Later, at home, they dumped out their pillowcases to compare hauls, made a few trades, and argued with their mother about exactly how much candy they were allowed to eat that night, only Mitch complying with the limit she set. Then Mitch went up to their room, probably to sort through his baseball cards, shuffle past one after another hearty, handsome face, while Will stayed up with his father, watching Creature Features’s Halloween Marathon, and making his way steadily through his candy, methodically unwrapping and chewing what seemed imperative to get rid of and yet was too valuable to just throw out. It took until midnight to make himself good and sick.
“Well, that’s a first, just about,” his father said, holding Will’s head over the downstairs toilet. “I can’t remember the last time you threw up.”
Will wonders how old he was that fall. He remembers that he’d felt very sorry for himself, so much so that he cried before he got sick, cried because he knew he was going to be sick and that it was his own fault. He didn’t understand what he’d done to himself, or why.
The following year Halloween fell on a Friday, and the school held a party in the gymnasium. Will went; he convinced Stacey Davis to come with him to the stairwell, where she poured the contents of a red PixieStix onto her tongue and then let him lick it off before it melted away. Mitch stayed home and handed out candy. He wore a rubber political mask—Richard Nixon, Will thinks it was.
Mitch, his twin, the solitary swimmer, champion of the rights of manatees and hair seals, a man who can withstand whole days in the ocean. Does he remain the boy who traded ten or fifteen hours of raking and bagging leaves for one night of wearing the ugly mask instead of the handsome one? Did he hate Will already by that Halloween, or did that come later, the next year, when he stopped going out in costume, seemingly content to stay home?
Will’s parents had done what his father called “their level best” to offset Mitch’s antisocial nature.

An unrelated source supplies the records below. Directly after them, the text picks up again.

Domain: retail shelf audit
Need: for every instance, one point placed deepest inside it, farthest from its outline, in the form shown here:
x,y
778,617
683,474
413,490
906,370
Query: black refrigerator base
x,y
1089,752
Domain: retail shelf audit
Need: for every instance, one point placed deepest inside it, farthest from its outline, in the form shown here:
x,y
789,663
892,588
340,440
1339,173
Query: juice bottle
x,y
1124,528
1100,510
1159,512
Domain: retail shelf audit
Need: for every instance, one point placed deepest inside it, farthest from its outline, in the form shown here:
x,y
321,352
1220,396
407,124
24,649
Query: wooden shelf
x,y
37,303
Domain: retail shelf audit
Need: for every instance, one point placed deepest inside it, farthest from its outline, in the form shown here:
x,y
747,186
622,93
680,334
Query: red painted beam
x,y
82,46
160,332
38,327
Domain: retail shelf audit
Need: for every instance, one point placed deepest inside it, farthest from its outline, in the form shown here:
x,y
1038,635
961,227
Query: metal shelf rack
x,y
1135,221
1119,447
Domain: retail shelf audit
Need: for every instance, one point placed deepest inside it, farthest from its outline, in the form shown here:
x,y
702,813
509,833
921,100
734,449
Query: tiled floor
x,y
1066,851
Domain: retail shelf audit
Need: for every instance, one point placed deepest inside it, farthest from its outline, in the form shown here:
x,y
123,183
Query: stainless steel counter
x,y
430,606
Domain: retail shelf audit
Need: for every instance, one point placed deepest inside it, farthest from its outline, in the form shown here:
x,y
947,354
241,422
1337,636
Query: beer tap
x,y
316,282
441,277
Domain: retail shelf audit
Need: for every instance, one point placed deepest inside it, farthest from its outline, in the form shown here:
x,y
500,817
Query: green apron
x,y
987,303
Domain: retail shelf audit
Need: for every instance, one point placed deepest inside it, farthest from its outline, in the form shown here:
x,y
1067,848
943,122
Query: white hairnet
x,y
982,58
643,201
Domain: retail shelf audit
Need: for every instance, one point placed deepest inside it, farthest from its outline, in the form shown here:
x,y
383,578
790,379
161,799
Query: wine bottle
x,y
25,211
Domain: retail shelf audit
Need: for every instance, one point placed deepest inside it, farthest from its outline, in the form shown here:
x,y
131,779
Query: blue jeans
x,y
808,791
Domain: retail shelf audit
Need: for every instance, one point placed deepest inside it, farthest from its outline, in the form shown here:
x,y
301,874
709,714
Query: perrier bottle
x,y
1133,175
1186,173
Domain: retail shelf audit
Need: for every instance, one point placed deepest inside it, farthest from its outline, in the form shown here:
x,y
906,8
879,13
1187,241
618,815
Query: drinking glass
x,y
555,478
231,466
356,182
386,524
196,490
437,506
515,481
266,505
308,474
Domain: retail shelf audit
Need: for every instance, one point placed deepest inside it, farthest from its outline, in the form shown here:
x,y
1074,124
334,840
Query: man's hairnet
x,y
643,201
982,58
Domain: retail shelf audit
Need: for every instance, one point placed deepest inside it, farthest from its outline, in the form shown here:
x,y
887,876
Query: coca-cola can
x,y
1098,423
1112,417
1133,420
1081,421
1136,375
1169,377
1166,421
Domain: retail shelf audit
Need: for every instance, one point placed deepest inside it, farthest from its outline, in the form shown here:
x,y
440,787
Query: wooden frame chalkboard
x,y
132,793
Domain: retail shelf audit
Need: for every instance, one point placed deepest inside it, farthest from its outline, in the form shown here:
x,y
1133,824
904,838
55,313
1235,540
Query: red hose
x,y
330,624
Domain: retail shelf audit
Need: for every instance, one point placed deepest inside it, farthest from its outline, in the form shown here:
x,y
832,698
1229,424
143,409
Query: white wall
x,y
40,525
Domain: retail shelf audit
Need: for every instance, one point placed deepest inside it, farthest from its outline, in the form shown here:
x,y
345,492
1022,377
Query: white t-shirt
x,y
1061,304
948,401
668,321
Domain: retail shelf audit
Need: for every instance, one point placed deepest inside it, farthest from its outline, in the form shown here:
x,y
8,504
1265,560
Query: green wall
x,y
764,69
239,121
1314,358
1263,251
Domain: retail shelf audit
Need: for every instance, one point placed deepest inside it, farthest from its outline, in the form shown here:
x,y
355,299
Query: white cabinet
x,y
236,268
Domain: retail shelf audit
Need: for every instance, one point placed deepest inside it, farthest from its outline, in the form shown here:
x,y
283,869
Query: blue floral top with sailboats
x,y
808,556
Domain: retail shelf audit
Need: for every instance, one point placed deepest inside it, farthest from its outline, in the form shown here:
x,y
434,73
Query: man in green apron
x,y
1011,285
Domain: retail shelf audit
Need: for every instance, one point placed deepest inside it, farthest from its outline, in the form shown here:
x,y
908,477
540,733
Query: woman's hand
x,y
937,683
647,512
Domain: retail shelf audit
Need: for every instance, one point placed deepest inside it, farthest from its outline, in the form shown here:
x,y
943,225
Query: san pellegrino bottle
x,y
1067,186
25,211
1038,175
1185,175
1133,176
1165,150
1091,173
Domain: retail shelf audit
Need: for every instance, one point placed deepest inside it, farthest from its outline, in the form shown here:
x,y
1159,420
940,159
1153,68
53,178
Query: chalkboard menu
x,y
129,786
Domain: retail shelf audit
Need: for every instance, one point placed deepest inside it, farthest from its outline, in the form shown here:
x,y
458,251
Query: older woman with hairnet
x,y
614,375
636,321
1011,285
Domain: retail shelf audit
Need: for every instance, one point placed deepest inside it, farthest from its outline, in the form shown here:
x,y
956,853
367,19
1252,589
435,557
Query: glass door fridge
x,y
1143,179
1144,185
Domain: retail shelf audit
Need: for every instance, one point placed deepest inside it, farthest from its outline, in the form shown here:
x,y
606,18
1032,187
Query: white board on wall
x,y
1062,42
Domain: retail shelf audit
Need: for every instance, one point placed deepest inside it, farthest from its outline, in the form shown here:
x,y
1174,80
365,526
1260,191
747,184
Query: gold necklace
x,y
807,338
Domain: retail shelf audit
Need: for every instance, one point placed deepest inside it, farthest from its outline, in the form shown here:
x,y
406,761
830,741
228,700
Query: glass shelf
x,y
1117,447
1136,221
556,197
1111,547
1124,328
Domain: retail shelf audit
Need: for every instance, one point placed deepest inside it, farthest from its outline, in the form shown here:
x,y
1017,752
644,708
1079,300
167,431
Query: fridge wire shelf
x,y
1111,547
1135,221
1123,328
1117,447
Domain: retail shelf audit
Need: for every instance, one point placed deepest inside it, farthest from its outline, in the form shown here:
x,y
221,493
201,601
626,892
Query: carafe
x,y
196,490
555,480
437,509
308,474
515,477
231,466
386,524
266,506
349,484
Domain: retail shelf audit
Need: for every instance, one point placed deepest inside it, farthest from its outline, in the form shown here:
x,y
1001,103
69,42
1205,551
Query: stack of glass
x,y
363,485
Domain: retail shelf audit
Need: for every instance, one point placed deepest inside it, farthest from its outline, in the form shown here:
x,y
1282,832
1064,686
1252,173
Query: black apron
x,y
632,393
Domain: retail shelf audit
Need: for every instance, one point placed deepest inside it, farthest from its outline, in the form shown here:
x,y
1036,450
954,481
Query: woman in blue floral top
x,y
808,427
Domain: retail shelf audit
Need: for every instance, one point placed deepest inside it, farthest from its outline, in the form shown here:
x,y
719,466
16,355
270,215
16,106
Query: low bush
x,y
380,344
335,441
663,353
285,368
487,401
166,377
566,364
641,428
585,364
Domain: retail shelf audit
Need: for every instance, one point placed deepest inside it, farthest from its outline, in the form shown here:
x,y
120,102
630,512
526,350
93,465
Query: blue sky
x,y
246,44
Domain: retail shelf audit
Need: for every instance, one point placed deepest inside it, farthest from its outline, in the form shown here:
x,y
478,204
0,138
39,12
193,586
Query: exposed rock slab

They pushed him into chess club, debate, Young Scientists of America, anything the A- and B-list kids, who filled the yearbook staff, football team, pep squad, and band, left to the losers and dorks, unfortunates who Will and Mitch’s parents assumed would be less likely to focus on Mitch’s face. Neither of them anticipated that the pariahs might be crueler than their pretty, popular classmates. They didn’t understand that one untouchable resented being forced to make do with the damning company of others, that they were all venomous in a way that the luckier, more likeable kids never were. Always, Mitch capitulated to their mother’s relentless goading—she called it “enthusiasm.” He’d go to these gatherings once, only once, and then refuse to return.
And now, a new picture to add to the others, the image of his brother masked and slipping through the night to steal not just another girlfriend but his wife. An act of hatred? Of desperation? Would it even be possible to parse out one from the other?
So we’ve both lost a son, Will thinks, referring to himself and to his father. Scenes flash through his head like snapshots—or maybe they are snapshots, images he remembers from the old family albums. The three of them, Will and Mitch and their father, playing touch football in the backyard. Sitting together on the beach, shading their eyes with their hands. Will mugging from behind the wheel of the old station wagon and Mitch sitting on the hood, his turtleneck sweater pulled up so that only his hair showed.